Candyman

Important Points

  • Candyman is easily the sexiest slasher, I will take no criticism
  • I'm obsessed with the bees, they really add for me
  • Great Gore

Review

This movie is my favorite horror movie 3/4 days out of the week. I find it to be an almost perfect movie, the ambience, the acting, and Candyman himself really combine to create such a gorgeous movie.

This movie is about a grad student, Helen Lyle, who’s researching the Candyman mythos and in the process invokes his name to summon him as a joke. This leads to him actually appearing and beginning to kill people around Helen while people begin to blame her, unable to see the specter. All the while Candyman is trying to convince Helen to kill herself and to pledge her undying life to him, as she is the reincarnation of the love that Candyman had while he was still alive. The movie ends with Candyman taking the baby he kidnapped into a giant pile of kindling while Helen follows him to save the baby. After someone saw her crawl in and assumed she was Candyman the kindling is set on fire and Candyman and Heather burn alive, with Heather crawling out of the pile to save the baby as her last action.

The ambience that this movie has is incredible, for a good portion of the movie it feels more like a gothic romance with elements of horror. Every scene with Candyman and Helen interacting is so incredibly intimate and it really makes me feel things. The way he talks to her is just so intense and romantic with lines like "Be My Victim" and "Your death will be a tale to frighten children, to make lovers cling closer in rapture". The devotion that Candyman displays to Helen is just so intense and it's right up my alley.

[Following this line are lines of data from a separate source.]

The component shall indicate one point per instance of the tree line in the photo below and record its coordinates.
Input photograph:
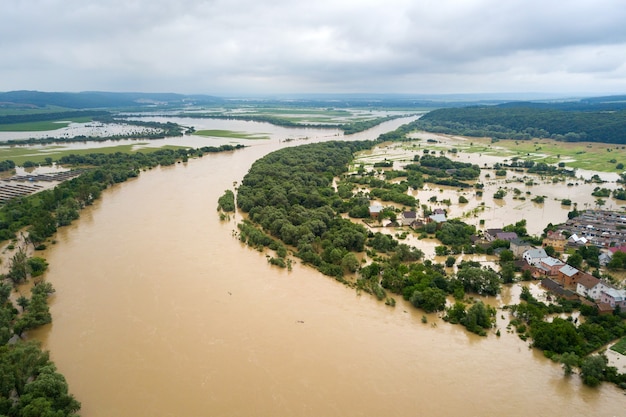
(29, 382)
(523, 121)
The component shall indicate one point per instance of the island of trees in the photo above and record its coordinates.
(300, 201)
(30, 384)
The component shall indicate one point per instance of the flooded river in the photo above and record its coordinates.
(160, 311)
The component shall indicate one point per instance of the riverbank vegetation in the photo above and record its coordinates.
(30, 385)
(299, 199)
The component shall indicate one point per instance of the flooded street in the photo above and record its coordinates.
(160, 311)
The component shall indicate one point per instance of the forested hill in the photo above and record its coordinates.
(98, 99)
(593, 120)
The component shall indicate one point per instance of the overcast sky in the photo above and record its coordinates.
(252, 47)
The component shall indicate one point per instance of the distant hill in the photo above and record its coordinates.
(600, 119)
(99, 100)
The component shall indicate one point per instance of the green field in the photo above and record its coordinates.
(620, 346)
(231, 134)
(42, 126)
(21, 154)
(580, 155)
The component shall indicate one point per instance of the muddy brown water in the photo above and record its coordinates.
(160, 311)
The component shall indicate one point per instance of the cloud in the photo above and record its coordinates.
(280, 46)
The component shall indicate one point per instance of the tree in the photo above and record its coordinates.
(592, 370)
(430, 299)
(483, 281)
(569, 361)
(575, 260)
(479, 317)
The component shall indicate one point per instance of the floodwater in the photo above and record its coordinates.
(160, 311)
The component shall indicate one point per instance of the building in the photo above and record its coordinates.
(549, 265)
(408, 218)
(613, 297)
(558, 290)
(518, 247)
(534, 256)
(375, 210)
(556, 240)
(567, 275)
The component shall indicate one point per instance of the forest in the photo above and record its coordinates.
(293, 207)
(523, 121)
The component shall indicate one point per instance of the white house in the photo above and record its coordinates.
(534, 256)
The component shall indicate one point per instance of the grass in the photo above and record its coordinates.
(43, 125)
(19, 155)
(620, 346)
(579, 155)
(230, 134)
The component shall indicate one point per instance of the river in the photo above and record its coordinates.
(160, 311)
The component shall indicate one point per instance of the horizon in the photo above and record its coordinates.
(259, 48)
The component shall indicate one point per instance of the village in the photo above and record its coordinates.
(603, 229)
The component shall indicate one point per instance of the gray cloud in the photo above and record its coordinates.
(280, 46)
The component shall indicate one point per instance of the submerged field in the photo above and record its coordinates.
(580, 155)
(230, 134)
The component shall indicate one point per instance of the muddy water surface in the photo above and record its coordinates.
(160, 311)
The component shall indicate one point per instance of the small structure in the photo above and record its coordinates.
(534, 256)
(588, 286)
(518, 247)
(557, 290)
(408, 218)
(556, 240)
(613, 297)
(566, 275)
(375, 210)
(549, 265)
(438, 218)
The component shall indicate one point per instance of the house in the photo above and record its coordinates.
(534, 256)
(438, 218)
(408, 217)
(549, 265)
(518, 247)
(558, 290)
(375, 210)
(566, 275)
(556, 240)
(508, 236)
(490, 234)
(589, 286)
(613, 297)
(605, 257)
(575, 240)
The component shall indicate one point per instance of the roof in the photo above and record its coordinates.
(588, 281)
(617, 295)
(550, 261)
(519, 242)
(557, 235)
(568, 270)
(506, 235)
(438, 218)
(536, 253)
(618, 249)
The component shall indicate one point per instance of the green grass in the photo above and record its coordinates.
(43, 125)
(620, 346)
(579, 155)
(20, 154)
(230, 134)
(6, 111)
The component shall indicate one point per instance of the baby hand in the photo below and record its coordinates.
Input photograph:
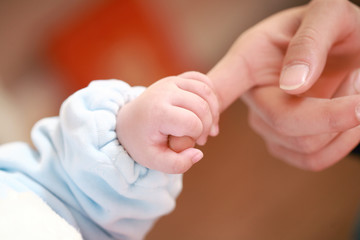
(174, 111)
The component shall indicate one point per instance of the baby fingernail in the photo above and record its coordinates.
(293, 76)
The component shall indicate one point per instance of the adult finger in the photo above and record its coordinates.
(301, 116)
(320, 29)
(300, 144)
(350, 86)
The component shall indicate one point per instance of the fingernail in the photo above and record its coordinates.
(214, 130)
(293, 76)
(197, 157)
(356, 80)
(357, 111)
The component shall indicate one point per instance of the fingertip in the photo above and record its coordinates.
(214, 130)
(198, 155)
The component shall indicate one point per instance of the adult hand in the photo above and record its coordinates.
(312, 48)
(184, 107)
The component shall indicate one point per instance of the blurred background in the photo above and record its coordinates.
(50, 49)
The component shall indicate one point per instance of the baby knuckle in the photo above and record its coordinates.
(178, 167)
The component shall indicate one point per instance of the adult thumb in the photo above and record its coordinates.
(307, 52)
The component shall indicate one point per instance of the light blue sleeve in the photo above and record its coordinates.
(81, 171)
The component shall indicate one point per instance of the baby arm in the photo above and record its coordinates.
(160, 127)
(82, 172)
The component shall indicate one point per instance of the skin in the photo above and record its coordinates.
(152, 127)
(310, 125)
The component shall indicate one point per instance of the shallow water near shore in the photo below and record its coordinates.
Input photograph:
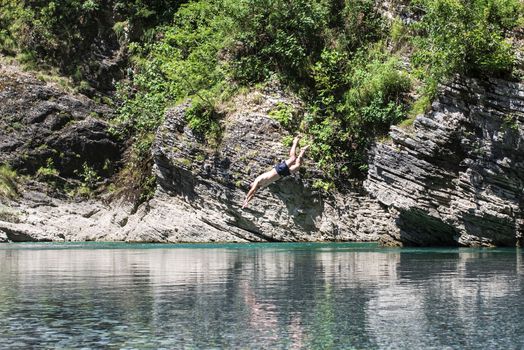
(262, 296)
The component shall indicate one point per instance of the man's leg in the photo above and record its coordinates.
(293, 152)
(293, 168)
(251, 193)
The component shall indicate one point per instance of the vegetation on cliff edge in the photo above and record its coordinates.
(357, 71)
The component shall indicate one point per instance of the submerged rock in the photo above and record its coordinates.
(457, 176)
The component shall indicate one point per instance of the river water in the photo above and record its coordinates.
(263, 296)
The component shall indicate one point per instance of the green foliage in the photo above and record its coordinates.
(276, 36)
(89, 176)
(62, 33)
(47, 171)
(8, 182)
(358, 100)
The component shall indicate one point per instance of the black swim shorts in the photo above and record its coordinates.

Within the production they chose to hypnotize Virginia Madsen, Helen's actress, and I think that it really adds to the intimate feeling that Helen and Candyman's relationship has. Instead of screaming, Helen has this glazed-over, confused stare when Candyman approaches her and the added vunerability of the position Virginia Madsen is in really makes the scenes with them together all the more compelling.

The score for this movie is nigh perfect and is easily my favorite horror score. The fact that Philip Glass has disavowed this movie is really disappointing as this score is considered his best work by some and I personally think that the movie lives up to it's score when you look past the slasher format. The score is primarily an organ and a choir and it adds to the gothic romance of the film

My favorite aspect of this film is the unreliability of Helen as a narrator. We learn of Candyman as an urban legend, we find the man plaguing Cabrini Green under the moniker of 'Candyman' and yet Helen continues to see Candyman and people around her continue to die. It becomes clear about 3/4ths of the way that the visions of Candyman are definitely within Helen's head but does that mean he's not real? and does that mean that Helen has been the one killing the people around her this whole time? The movie never gives a clear answer and I really like that aspect of it. Some would probably say that the ending implies that the events were real but I think there is a valid interpretation of Helen's Husband seeing Helen as a manifestation of his guilt before killing himself., and that it's only that bloody because it's the last kill in a horror movie.

Tony Todd is probably one of my favorite slashers ever. He has such romantic charisma and he’s such an amazing actor that the devotion seems so real. Also, his voice was probably the selling point in his audition. His voice is so deep and intense that with the reverb on it, his words sound like messages from God or something. Literally, if someone asked me to be their victim and that’s what they sounded like, I’d do anything, literally anything.

As for the message of this movie, Bernard Rose saught to make a movie which commented on the idea of the poor African-American 'boogieman' which rich white women like Helen are scared of. Now I am not black but I have read some articles written by black people within the horror community and the general consensus was the biggest issue was the 'white savior' aspect of the movie and I agree. Helen Lyle is a well-off white woman who comes into the community of Cabrini Green to interrogate people about their beliefs she is seeking to disprove. When she goes too far and gets wrapped up in Candyman, it's her sacrifice which finally saves the community of Cabrini Green. This feels especially gross when you realize that Candyman has preyed on innocent black people in his pursuit of Helen, a white woman. However, this is also generally seen more as a sign of the times than an intentional move and so the original message isn't entirely invalid. I think there is a reading of this movie where Candyman is not real and is instead the scapegoat of a black man which Helen Lyle can blame as she, the white woman, continues to hurt an underserved community but I really don't think that was intentional just something I noticed.

I'm a gore guy, I love practical effects, I love blood, and I love gross things and this movie does a pretty good job of delivering. Candyman's hook is so cool and the stump is absolutely disgusting. I also really like that the hook is supposed to draw the audiences mind to the real urban legend of the hook man, who scrapes his hook along the car.

Finally, one of the coolest parts for me is the bees. All of the bees in this movie were real and it really adds knowing that Tony Todd has all the bees crawling in and around him. I think the bees cemented to me how insane the production on this movie was, especially considering Madsen’s lethal bee allergy, but it ended up all being worth it making a gorgeous, haunting film.